The Password is validated...

1. First against the password in the USER or employee record. If it matches, the user-id and password are accepted

2. Next, if the employee uses the DEFAULT user profile, the password entered is checked against in the DEFAULT profile in USERS. Never share this password! It is essentially a master password for employees with the default user profile.

3. If the Accept employee's Windows password option is checked in Configuration, then Umana checks User-id and password entered against Windows (Active Directory). If they match, then the user-id and password are accepted.

   (The nice thing about this last approach it that avoids double password management on the user's part. However, checking against the Windows password adds a few seconds to the process.)

Multi-factor authentication (MFA)

If MFA is turned on, and the user is not coming from a recently trusted location, the Multi-factor authentication will be required. See below.

Single Sign-on

Users accessing Umana desktop platform locally have (normally) already logged on to Windows.

If their Windows User-id matches their Umana User-id, you can have Umana skip the logon-process completely. This is called Single Sign-on and is configured in Administration > Options > Security > Logon > Bypass logon screen (Single Sign-on)

• Before skipping the logon screen, Umana verifies the user has logged on to Windows (active Directory), and validates he is logging on from the configured network domain.

The Accept employee's Windows password option (see configuration) is similar, but instead of bypassing the logon completely, it accepts the user's Windows as valid for Umana.

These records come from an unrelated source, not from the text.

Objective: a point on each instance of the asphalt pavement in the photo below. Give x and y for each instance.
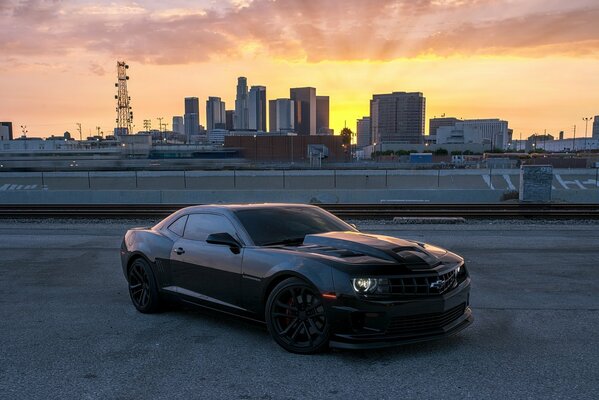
(68, 329)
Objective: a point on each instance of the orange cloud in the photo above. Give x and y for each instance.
(314, 31)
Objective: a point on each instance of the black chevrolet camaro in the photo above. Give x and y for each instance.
(315, 280)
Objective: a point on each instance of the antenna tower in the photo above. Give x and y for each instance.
(124, 114)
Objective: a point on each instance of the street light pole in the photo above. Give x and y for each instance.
(586, 127)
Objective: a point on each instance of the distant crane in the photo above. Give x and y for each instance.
(124, 113)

Multi-Factor Authentication

About MFA

Multi-factor authentication (MFA) means requiring the user to also validate on a second device (which a would-be hacker would not have). MFA is requested only after the user has first entered a valid ID and password.

• Google research shows that SMS is an effective form of authentication, helping "block 100% of automated bots, 96% of bulk phishing attacks, and 76% of targeted attacks"

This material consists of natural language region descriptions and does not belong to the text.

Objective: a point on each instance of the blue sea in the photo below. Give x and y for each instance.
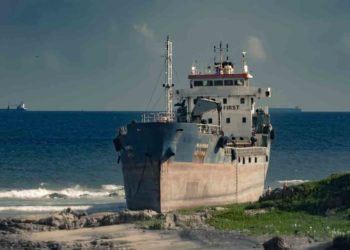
(51, 160)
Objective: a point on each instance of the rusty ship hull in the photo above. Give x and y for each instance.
(170, 166)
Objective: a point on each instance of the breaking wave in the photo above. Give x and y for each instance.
(292, 182)
(74, 192)
(42, 208)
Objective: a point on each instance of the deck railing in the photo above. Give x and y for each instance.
(246, 151)
(208, 128)
(157, 117)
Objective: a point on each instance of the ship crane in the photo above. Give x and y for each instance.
(169, 80)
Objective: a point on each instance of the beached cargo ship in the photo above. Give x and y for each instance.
(213, 149)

• Verification messages are sent via Twilio messaging services.

Verification channels

Umana uses information from the employee's dossier to determine where to send a verification request. The possible options are

• To the employee's cell phone (via SMS text messaging)
• To the employee's personal email
• To the employee's work email
• To the employee's office phone (via automated phone call)

You can configure the default channel (see below).

• If a user does not receive a message and requests that Umana send it via a different channel, that new channel become his new default channel
• Of course, if all of the above information is missing from an employee's PERS record, Umana cannot do MFA for that employee. For that same reason, MFA is not available for USER IDs not associated with a specific employee.

Configuring MFA

You configure MFA in Umana in Administration > Options > Security > Multi-Factor.

You configure MFA separately by access source: Local desktop, Remote desktop (RPD), Software as a service (SaaS), Umana Web.

• For each of these you can require MFA... Always, Never, or a After x days from a trusted device.

You can configure the default channel for MFA. If the necessary information is missing from employee's PERS record Umana will try to select another channel.

MFA confirmation window

If MFA is required, the window below is displayed and the initial verification message is sent. The user has 10 minutes to enter his verification number. (When MFA is not required, a user has 1 minute enter his ID and password.)

• If necessary, the user can request the verification code be resent or sent via another channel.
• The window is displayed and message is sent in the language he last used in Umana.

Controlling user access

The window shown below displays login control information available for employees with a Used-Id. You can use it to lock or unlock an account or a device/IP-address.

• You can display this window by clicking on the Logon Control button on the USERS window.
• You can also display this window by clicking on the button on the PERS window. It is on the 2nd tab next to the user-id field.
• This window is only available to for USERS connected to an employee. It is also only available if you (the logged on user) have update rights to USERS.